Gazette n°543
vendredi 15 septembre 2023
inspirée par
“Chroniques pornographiques”
d’Énis
La pornographie c’est l’érotisme des autres, selon certains...
TOUTE PROPORTION GARDÉE
1592, l’architecte Domenico Fontana[1], lors des travaux pour la construction d’un canal déviant le cours du Samo, en Campanie, fut appelé par les ouvriers.
L’homme de l’art, allongé mollement sur de gros coussins chatoyants, entouré de jeunes gens, tout comme lui d’ailleurs, assez dévêtus, est interrompu dans ses agapes par l’un de ses valets rompus aux habitudes de son maître.
— Qu’est-ce qu’il y a ? Pourquoi me déranger ?
— Monsieur, les ouvriers étaient en train de creuser et ils ont découvert des choses... inexplicables.

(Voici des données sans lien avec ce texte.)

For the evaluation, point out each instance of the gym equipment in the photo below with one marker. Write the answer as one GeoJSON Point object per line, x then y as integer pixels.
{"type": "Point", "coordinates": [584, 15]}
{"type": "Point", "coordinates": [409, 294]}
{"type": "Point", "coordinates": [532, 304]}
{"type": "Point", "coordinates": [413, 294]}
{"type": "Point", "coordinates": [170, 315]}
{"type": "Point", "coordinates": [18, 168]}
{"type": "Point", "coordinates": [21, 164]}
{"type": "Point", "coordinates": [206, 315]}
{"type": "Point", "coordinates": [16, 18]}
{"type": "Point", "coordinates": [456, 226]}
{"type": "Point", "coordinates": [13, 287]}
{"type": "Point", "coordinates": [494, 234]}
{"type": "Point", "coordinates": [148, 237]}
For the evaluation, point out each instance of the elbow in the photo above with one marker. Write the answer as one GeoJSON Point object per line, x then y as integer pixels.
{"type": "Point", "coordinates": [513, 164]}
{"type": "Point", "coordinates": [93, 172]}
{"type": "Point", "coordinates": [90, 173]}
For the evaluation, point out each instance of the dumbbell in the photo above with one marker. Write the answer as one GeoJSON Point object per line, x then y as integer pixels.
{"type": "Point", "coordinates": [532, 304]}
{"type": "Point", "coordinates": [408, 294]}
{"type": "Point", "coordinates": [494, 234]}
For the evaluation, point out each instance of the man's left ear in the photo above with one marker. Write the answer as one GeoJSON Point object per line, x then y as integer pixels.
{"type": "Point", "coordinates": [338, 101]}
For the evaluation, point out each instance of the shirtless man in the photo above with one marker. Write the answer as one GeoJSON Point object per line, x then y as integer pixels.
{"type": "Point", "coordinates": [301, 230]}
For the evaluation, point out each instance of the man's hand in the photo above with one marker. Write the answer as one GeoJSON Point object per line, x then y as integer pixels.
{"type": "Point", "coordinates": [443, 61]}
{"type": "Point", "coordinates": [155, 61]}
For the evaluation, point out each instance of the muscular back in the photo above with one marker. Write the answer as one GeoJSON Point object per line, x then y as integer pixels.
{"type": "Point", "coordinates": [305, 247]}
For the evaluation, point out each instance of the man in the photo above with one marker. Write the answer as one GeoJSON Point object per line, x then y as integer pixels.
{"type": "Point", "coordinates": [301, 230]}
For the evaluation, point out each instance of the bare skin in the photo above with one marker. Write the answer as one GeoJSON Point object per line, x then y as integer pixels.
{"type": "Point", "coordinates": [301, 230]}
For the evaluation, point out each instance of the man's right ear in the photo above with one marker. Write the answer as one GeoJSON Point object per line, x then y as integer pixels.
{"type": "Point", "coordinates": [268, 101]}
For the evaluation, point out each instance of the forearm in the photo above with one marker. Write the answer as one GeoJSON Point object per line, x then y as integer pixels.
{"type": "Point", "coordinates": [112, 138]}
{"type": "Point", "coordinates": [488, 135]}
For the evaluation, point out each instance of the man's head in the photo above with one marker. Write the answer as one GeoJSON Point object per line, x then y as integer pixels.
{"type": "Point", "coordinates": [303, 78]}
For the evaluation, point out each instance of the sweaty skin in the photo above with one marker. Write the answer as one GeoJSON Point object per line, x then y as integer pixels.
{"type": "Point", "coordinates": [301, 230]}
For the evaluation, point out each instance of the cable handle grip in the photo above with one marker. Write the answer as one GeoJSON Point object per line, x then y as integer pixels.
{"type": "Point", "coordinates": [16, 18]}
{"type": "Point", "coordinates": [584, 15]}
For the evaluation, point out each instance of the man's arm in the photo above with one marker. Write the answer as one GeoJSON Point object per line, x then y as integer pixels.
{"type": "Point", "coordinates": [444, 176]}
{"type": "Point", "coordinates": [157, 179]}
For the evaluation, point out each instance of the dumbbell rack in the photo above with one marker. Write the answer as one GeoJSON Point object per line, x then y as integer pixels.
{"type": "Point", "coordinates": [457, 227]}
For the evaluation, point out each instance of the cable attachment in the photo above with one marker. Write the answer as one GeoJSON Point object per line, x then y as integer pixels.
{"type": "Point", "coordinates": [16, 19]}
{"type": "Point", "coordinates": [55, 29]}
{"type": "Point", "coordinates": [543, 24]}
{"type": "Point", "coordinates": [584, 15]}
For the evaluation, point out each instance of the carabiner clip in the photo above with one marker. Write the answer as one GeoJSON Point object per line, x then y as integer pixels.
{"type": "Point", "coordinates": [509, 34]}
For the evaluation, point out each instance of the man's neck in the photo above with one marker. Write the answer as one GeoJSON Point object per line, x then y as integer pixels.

— Comment “des choses inexplicables”, soyez plus clairs ?
— ...Des mosaïques... diaboliques, à ce qu’il m’a été rapporté !
L’architecte, qui s’apprêtait à aller à Naples pour cette fin de semaine ensoleillée, se détendre quelque peu avec ses “créatures”, se trouve devant un dilemme qui l’oblige à faire un choix entre ses plaisirs et sa curiosité naturelle.
Il se lève, maugréant et passablement énervé.
— Bien... allons voir !
— Domenico... tu nous abandonnes ? l’interpelle un jeune homme aux gestes un rien efféminés.
L’architecte lui sourit en se revêtant.
— Non, non, bel Adonis... je serais de retour sans même que tu t’en aperçoives.
***
— Voyez vous-même, Monsieur, fait le chef de chantier, Marcello Padiniotti en montrant l’endroit creusé.
Domenico découvre alors l’image d’une jambe en l’air... la jambe nue d’une femme qui visiblement, s’offre aux atours virils d’un homme tout aussi nu, qui est à genoux entre les cuisses de la femme.
— Eh bien ! Ce ne sont là que paillardises bien inoffensives, seriez-vous de ces escouillés qui s’offusque du moindre morceau de chair offerte ?
Marcello rougit.
— En fait, il ne s’agit pas vraiment de cette image-ci, Monsieur.
— Eh... alors ?
Le doigt tremblant, visiblement en proie à une peur inextinguible, il montre plus à gauche, une autre représentation.
Cette fois c’est l’architecte qui tombe sous le coup d’une vive émotion.
Un homme, à quatre pattes, totalement nu, les fesses rebondis, semble vouer son postérieur à Priape lui-même, à la vue de l’engin dont est muni son partenaire.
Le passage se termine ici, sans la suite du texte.